On August 29, the Supreme Court had summoned Union home secretary Ajay Kumar Bhalla in court on September 16 if a decision on the issue was not taken.
After Bhalla was summoned, UT administrator Banwarilal Purohit on September 6 had held a press conference, announcing that the decision lied in UT’s domain and will be arrived at soon.
Later, Purohit sent UT adviser Dharam Pal to Delhi to discuss the issue, but a consensus could not be arrived at and MHA opted for seeking exemption from personal appearance of the home secretary at the September 16 hearing.
“This being a major policy decision, the matter is being considered by MHA as per the established legal procedure and consultation with all stakeholders concerned,” the MHA said in court, seeking three more months to examine the matter, which was eventually allowed.
Chandigarh has 6,621 commercial and 1,451 industrial plots on leasehold, which allows occupation for a limited period, mostly 99 years, with government agencies holding the ownership rights. Apart from legal complications, the allottees struggle with their sale and purchase, and raising a mortgage when needed, issues normally not associated with freehold properties where the allottee is the real owner.
Earlier in July, the UT had put the onus on the Centre for delay in reaching a decision on the issue. The UT had first sent the conversion proposal to the MHA in April 2021 on the pattern of the residential policy of 1996. Subsequently, it even sent four reminders to MHA, but a decision was still pending, UT had told the court.

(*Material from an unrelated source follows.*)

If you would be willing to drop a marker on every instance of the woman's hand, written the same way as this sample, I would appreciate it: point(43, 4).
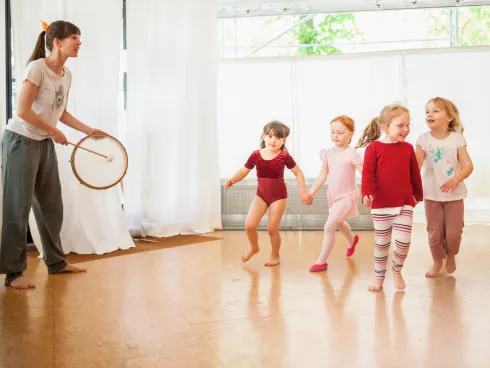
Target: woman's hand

In September last year, the apex court had directed the administration to constitute a committee to review and streamline the processes of sanction of mutation, grant of occupancy certificate, no-objection certificate and other citizen-centric requirements, including calculation of unearned profit under the 1973 or 2007 rules.
The dispute before the SC was taken up by the Estate Office against a consumer court order in which it was penalised on the complaint of a city resident on an issue related to allowing conversion of leasehold property to freehold.
The court had ordered that the committee would submit its report to the administrator and the UT administration. In compliance with the order, the administrator constituted the committee on October 5, 2021.
The committee had made the first set of recommendations in February and submitted the second set of suggestions recently in July. Several amendments in property-related matters have been made since the first set of recommendations, and UT has submitted four action-taken reports in March, April, May and July before SC, while putting the onus on the Centre for delay in resolving some key issues.